On MCMC for variationally sparse Gaussian processes: A pseudo-marginal approach
Karla Monterrubio-G\'omez, Sara Wade

TL;DR
This paper introduces a pseudo-marginal MCMC approach for variationally sparse Gaussian processes, enabling scalable and exact inference on large datasets with complex models, improving computational efficiency and flexibility.
Contribution
It proposes a novel pseudo-marginal scheme that addresses intractable likelihood evaluations in variationally sparse GPs, enhancing scalability and accuracy in complex models.
Findings
Demonstrates asymptotically exact inference with the proposed method
Achieves computational gains through doubly stochastic estimators
Effectively models non-stationarity in GP regression
Abstract
Gaussian processes (GPs) are frequently used in machine learning and statistics to construct powerful models. However, when employing GPs in practice, important considerations must be made, regarding the high computational burden, approximation of the posterior, choice of the covariance function and inference of its hyperparmeters.
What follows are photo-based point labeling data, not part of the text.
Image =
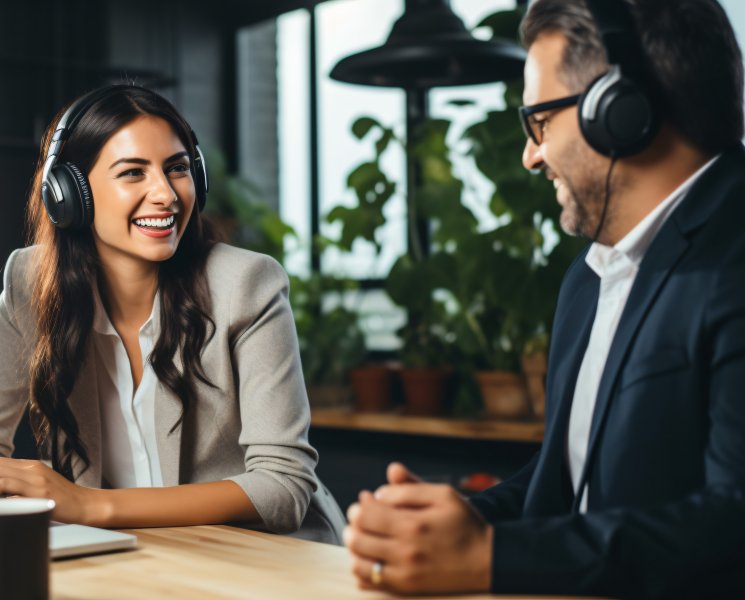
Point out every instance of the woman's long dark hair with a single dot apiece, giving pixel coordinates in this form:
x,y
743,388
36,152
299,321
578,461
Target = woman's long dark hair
x,y
66,267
To address these issues, Hensman et al. (2015) combine variationally sparse GPs with Markov chain Monte Carlo (MCMC) to derive a scalable, flexible and general framework for GP models. Nevertheless, the resulting approach requires intractable likelihood evaluations for many observation models. To bypass this problem, we propose a pseudo-marginal (PM) scheme that offers asymptotically exact inference as well as computational gains through doubly stochastic estimators for the intractable likelihood and large datasets. In complex models, the advantages of the PM…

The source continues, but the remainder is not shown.